Skewness measures whether a return distribution is lopsided. Negative skewness means the strategy delivers frequent small gains punctuated by rare large losses; positive skewness means frequent small losses punctuated by rare large gains. Zero skewness means the distribution is symmetric around its average.

What is Skewness?

Skewness is the third statistical moment of a return distribution, after the mean (the first moment) and the variance that produces volatility (the second). Where volatility tells you how wide the spread of returns is, skewness tells you whether that spread is symmetric or lopsided. A symmetric distribution has skewness near zero: gains and losses of a given size are roughly equally likely. A negatively skewed distribution has a long left tail, meaning the rare extreme moves are losses, while the typical month is a modest gain. A positively skewed distribution has a long right tail, where the rare extreme moves are gains and the typical month is a small loss.
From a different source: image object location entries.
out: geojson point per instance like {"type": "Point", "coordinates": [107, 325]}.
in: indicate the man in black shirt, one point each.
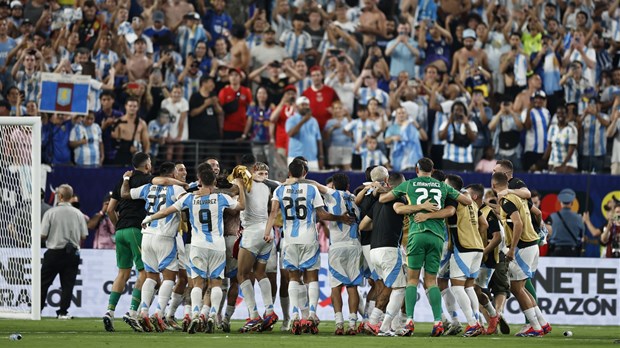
{"type": "Point", "coordinates": [386, 259]}
{"type": "Point", "coordinates": [127, 216]}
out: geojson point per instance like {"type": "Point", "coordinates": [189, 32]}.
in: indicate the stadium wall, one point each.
{"type": "Point", "coordinates": [570, 291]}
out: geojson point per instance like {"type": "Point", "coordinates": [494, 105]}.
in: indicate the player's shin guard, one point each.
{"type": "Point", "coordinates": [313, 295]}
{"type": "Point", "coordinates": [393, 308]}
{"type": "Point", "coordinates": [473, 298]}
{"type": "Point", "coordinates": [165, 291]}
{"type": "Point", "coordinates": [248, 295]}
{"type": "Point", "coordinates": [293, 295]}
{"type": "Point", "coordinates": [464, 303]}
{"type": "Point", "coordinates": [196, 296]}
{"type": "Point", "coordinates": [265, 291]}
{"type": "Point", "coordinates": [216, 299]}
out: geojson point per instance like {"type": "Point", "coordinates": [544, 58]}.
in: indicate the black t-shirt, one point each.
{"type": "Point", "coordinates": [203, 126]}
{"type": "Point", "coordinates": [387, 225]}
{"type": "Point", "coordinates": [275, 90]}
{"type": "Point", "coordinates": [131, 212]}
{"type": "Point", "coordinates": [366, 209]}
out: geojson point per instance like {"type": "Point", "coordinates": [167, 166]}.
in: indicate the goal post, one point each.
{"type": "Point", "coordinates": [20, 217]}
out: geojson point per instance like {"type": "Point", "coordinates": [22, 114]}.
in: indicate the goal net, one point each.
{"type": "Point", "coordinates": [20, 217]}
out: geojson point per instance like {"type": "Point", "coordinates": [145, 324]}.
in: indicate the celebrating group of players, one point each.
{"type": "Point", "coordinates": [242, 227]}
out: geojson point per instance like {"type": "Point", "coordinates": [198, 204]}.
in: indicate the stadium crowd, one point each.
{"type": "Point", "coordinates": [386, 82]}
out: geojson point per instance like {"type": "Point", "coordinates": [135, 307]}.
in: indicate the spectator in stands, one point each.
{"type": "Point", "coordinates": [177, 107]}
{"type": "Point", "coordinates": [55, 140]}
{"type": "Point", "coordinates": [205, 113]}
{"type": "Point", "coordinates": [304, 135]}
{"type": "Point", "coordinates": [87, 143]}
{"type": "Point", "coordinates": [103, 226]}
{"type": "Point", "coordinates": [159, 131]}
{"type": "Point", "coordinates": [536, 124]}
{"type": "Point", "coordinates": [339, 144]}
{"type": "Point", "coordinates": [321, 97]}
{"type": "Point", "coordinates": [592, 124]}
{"type": "Point", "coordinates": [460, 132]}
{"type": "Point", "coordinates": [561, 153]}
{"type": "Point", "coordinates": [404, 52]}
{"type": "Point", "coordinates": [567, 226]}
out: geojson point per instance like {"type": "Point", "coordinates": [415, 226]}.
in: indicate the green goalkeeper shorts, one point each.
{"type": "Point", "coordinates": [128, 252]}
{"type": "Point", "coordinates": [424, 250]}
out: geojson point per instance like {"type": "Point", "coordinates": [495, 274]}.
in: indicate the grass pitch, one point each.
{"type": "Point", "coordinates": [89, 332]}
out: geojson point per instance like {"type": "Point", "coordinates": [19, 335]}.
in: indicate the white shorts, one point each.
{"type": "Point", "coordinates": [340, 155]}
{"type": "Point", "coordinates": [272, 262]}
{"type": "Point", "coordinates": [302, 257]}
{"type": "Point", "coordinates": [183, 253]}
{"type": "Point", "coordinates": [252, 241]}
{"type": "Point", "coordinates": [345, 264]}
{"type": "Point", "coordinates": [231, 262]}
{"type": "Point", "coordinates": [484, 277]}
{"type": "Point", "coordinates": [465, 265]}
{"type": "Point", "coordinates": [207, 263]}
{"type": "Point", "coordinates": [159, 253]}
{"type": "Point", "coordinates": [444, 264]}
{"type": "Point", "coordinates": [367, 268]}
{"type": "Point", "coordinates": [388, 265]}
{"type": "Point", "coordinates": [525, 263]}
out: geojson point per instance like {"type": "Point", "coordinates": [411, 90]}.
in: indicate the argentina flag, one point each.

The sign is the part that matters most to an investor. Negative skewness is the uncomfortable kind. It describes strategies that look calm and consistent most of the time but occasionally suffer a sharp loss that erases many months of steady gains. Selling insurance, shorting volatility, and many carry trades all share this shape: small, reliable income punctuated by infrequent severe drawdowns. Positive skewness is the opposite and is generally easier to live with, even when it feels less pleasant day to day, because the rare surprises work in your favor. Trend-following and long-option strategies tend to be positively skewed: many small losses while waiting, redeemed by occasional large wins.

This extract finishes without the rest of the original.